Each components of the cluster offer by nature their own rules for access control. The ACLs of a filesystem are different from those of a relational database or a stream processing engine. The purpose of Apache Ranger and Apache Sentry is to centralize inside a single interface the management of each component. From the web interfaces, the declaration of fine-grained permissions can be deployed across the cluster: files and directories in HDFS, databases; tables and columns in Hive; topics in Kafka. HDFS, Yarn, Hive, HBase, Knox, Storm, SOLR et Kafka are some of the supported components. In a multi-tenant cluster, Apache Ranger provides the opportunity to delegate to selected users the management of permissions on selected source of data. It gives control and flexibility to the teams who are now in capacity to enforce an appropriate governance.

Ressources allocation

Inside a multi-tenant environment, YARN carries the responsibility to ensure the availability of allocated resources to its users and groups of users. The resources traditionally managed by YARN are the memory and the CPU. Lately, the latest evolution of YARN reports the management of the network and disks.  Through its ownership, process execution is associated to scheduling queues with a dedicated amount of cluster resources. Yarn enforces the disponibility of allocated resources for each user.

Metadata, Data Lineage

The usage of tags enables the traceability of the data accross its data lifecycle: collect, qualification, enrichment, consumption. This process inform about where does the data come from, where it went through, who are the people or the application who access it and how was it altered. Having all those information systematically collected allows for data classification, user and application behavior captur, follow and analyse data related actions, ensure the respect usage according to the security policies in place. Those functionalities are integrated to components such as HDFS, Hive Sqoop, Falcon or Storm, with new componenents being integrated regularly. For greater flexibility, meta data can be send manually through an HTTP REST API.

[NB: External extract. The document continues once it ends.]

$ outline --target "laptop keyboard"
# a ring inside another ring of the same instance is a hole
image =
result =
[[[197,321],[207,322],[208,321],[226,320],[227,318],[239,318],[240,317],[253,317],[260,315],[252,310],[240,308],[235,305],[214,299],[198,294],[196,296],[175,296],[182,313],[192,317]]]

Authentification and Identification

The integration of Kerberos inside an Hadoop cluster ensures the identity for all external and internal communications. The integration with the LDAP server or the Active Directory of the company simplify user and group management and the ownership rules between them.

Data Quality

Data qualification is the responsibility of the development teams. Unique interlocutor must be identified to be accountable and endorse responsibilities. It is crucial to constituate a readable responsiblity chain in which roles are not shared. Teams can rely on an existing toolset to validate and apply the relevant schema to each and every record. Moreover, the core components must prevent against a potential corruption of the data at rest and in motion. For example, HDFS uses checksums to prevent block of data from corruption and Kafka provides garantees in the order and delivery of data depending on the data nature and the expected performances.

Data Lifecycle

Information Lifecycle Management (ILM) encompasses the overall collect and traitment chain. It purposes is to plan the processing of data accross one or several clusters, to store and archive data while securing and preserving retention time. In the Hadoop stack, the component Apache Falcon fills this purpose.

Governance roles

Compliance Officer

Track, understand and protect access to sensitive data.

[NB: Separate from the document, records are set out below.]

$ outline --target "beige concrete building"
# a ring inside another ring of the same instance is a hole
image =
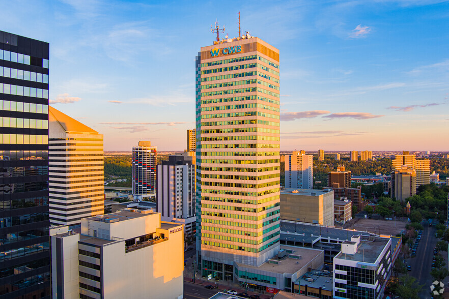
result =
[[[103,135],[49,108],[50,221],[78,225],[104,213]]]
[[[201,48],[195,73],[198,262],[237,279],[236,263],[279,251],[279,50],[221,40]]]
[[[373,160],[373,152],[371,151],[362,151],[360,152],[360,160],[368,161]]]
[[[352,201],[344,198],[333,201],[333,217],[335,222],[344,224],[352,219]]]
[[[280,191],[280,218],[333,226],[333,191],[285,189]]]
[[[403,166],[414,169],[416,174],[416,188],[422,185],[430,184],[430,160],[417,159],[414,155],[404,152],[402,155],[397,155],[391,160],[391,171],[400,170]]]
[[[351,188],[351,171],[346,171],[344,166],[339,165],[336,171],[331,171],[327,174],[327,187]]]
[[[351,162],[358,161],[358,152],[357,151],[351,151],[349,161]]]
[[[294,151],[285,156],[285,187],[311,189],[314,187],[313,156]]]
[[[197,130],[187,130],[187,147],[186,152],[195,152],[197,150]]]
[[[182,225],[128,209],[51,229],[55,299],[183,298]]]
[[[416,172],[411,167],[403,166],[401,169],[391,172],[390,196],[403,202],[416,194]]]
[[[324,150],[318,150],[318,161],[324,161]]]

Am I prepared for an audit?
Who’s accessing what data?
What are they doing with the data?
Is sensitive data gouverned and protected?

Data Steward & Curator

Manage and organize data assets at Hadoop scale.

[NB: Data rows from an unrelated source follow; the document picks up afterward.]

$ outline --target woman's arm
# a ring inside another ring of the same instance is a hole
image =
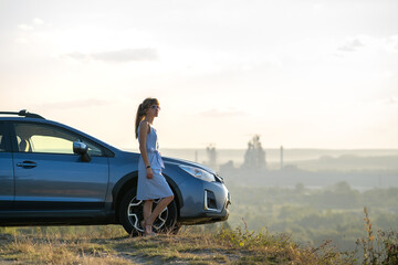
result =
[[[148,130],[149,130],[149,124],[147,121],[143,121],[142,126],[139,126],[138,137],[139,137],[139,151],[143,156],[145,167],[150,166],[148,159],[148,152],[146,149],[146,139],[148,136]],[[151,168],[147,168],[146,170],[147,170],[147,178],[151,179],[154,177]]]

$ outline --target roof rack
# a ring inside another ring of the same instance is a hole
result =
[[[41,118],[41,119],[44,119],[39,114],[28,113],[27,109],[22,109],[19,113],[15,113],[15,112],[0,112],[0,114],[18,115],[18,116],[22,116],[22,117],[25,117],[25,118]]]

How to efficiently manage data lifecycle, from ingest to purge?
How do I classify data efficiently?
How do I make data available to my end users efficiently?
Is sensitive data gouverned and protected?

Data Scientists & BI Users

Effortlessly find and trust the data that matters most.

How can I explore data on my own?
Can I trust what I find?
How do I use what I find?
How do I find and use related data sets?

Hadoop Admin & DBAs

Boost user productivity and cluster performance.

How is data being used today?
How can I optimize for future workloads?
How can I quickly take advantage of Hadoop risk-free?

Effective communication is key to success.

Ideas come from many places. Make sure your team is talking to the rest of the organization.

The involved energies must balance methodological and technical excellence with practicality and usability.

The selected projects must leverage the collective wisdom though discussions and decision making.